Il est bon pour ceux qui peuvent le faire de jeûner. Tous ne le peuvent pas. Mais il y a des moments pour cela pour ceux qui le supportent. Le jeûne apporte un grand bienfait. Il ne consiste pas à oublier l’attrait que la nourriture a pour les êtres humains, il débarrasse seulement les canaux dont on a parlé de ce qui est superflu, de sorte que ces canaux qui mènent aux centres psychiques peuvent mieux s’ouvrir et libérer ces centres spirituels, qui sont comme obstrués par des particules qui en ferment l’accès.
Hazrat Inayat disait: “Il y a des plantes dans les cavernes des montagnes que le soleil n’atteint jamais. De même dans le cas de l’homme, il y a des parties de lui-même que le souffle (qui représente le soleil) ne touche jamais, et, dans ce cas, l’être vit à moitié, ses facultés psychiques ne sont pas très éveillées. Dans certains cas, même le physique est atteint: il se sent alourdi, incapable d’effort. Cela vient de ce que ces centres que le souffle devrait atteindre restent inertes.” Telle est la raison du jeûne. Par une conséquence analogue, après une maladie épuisante, un être peut devenir très sensible, avoir des visions, entendre intérieurement certaines choses et puis, une fois guéri, tout cela passe, n’existe plus. Le médecin dira que c’est peut-être à cause de la maladie. Mais ce n’est pas à cause de la maladie elle-même: par la diminution de la substance physique, cet être était devenu plus sensible parce que ses centres n’étaient pas bloqués.

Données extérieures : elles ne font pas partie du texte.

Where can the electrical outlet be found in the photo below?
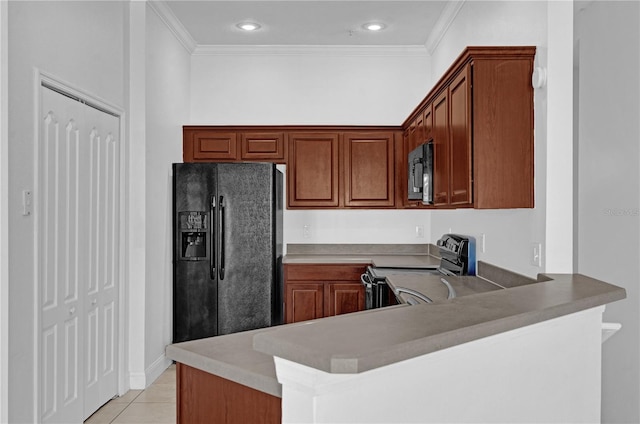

L’air pur est une chose nécessaire à la purification physique. L’air que nous respirons n’est pas pur, mais, chez celui qui ne saura pas respirer, même l’air pur n’aura pas d’effet. Tandis que celui qui respire bien, dont le souffle pénètre toutes les parties du corps, peut purifier ce corps, même dans des conditions défavorables.
Néanmoins, les conditions défavorables ont leur effet même chez les êtres les plus évolués. Et c’est une erreur d’appréciation de penser qu’un être évolué peut agir beaucoup dans n’importe quelle condition. Il peut faire mille fois plus que l’homme moyen, mais il lui faut des conditions nécessaires pour exercer son pouvoir spirituel. Le plus grand violoniste, le plus grand pianiste ne peut jouer s’il n’a pas d’instrument. L’absence d’instrument, ou un mauvais instrument dont il serait obligé de se servir, ne prouverait pas son incapacité à jouer. Il en est de même pour l’être spirituel: ce n’est pas qu’il soit incapable d’accomplir telle ou telle chose, mais s’il n’a pas les conditions requises, il est comme celui qui n’a pas d’instrument. Par contre, si les conditions le permettent, il pourra accomplir des choses extraordinaires que celui qui n’est pas développé spirituellement ne pourra faire.
La purification du corps agit sur l’esprit. C’est une condition préalable et indispensable à la vie spirituelle. De même la pureté de l’esprit donne tendance à purifier le corps et cela apporte la vie. Dans la vie de certains saints, nous apprenons que leur corps s’est préservé intact des années après leur mort, qu’il semblait ne pas se corrompre.
Certainement la vie de l’esprit et de l’âme purifie le corps et lui donne de la vie; et la purification du corps le rend apte à la vie spirituelle et, de toutes façons, possède une influence heureuse sur l’esprit.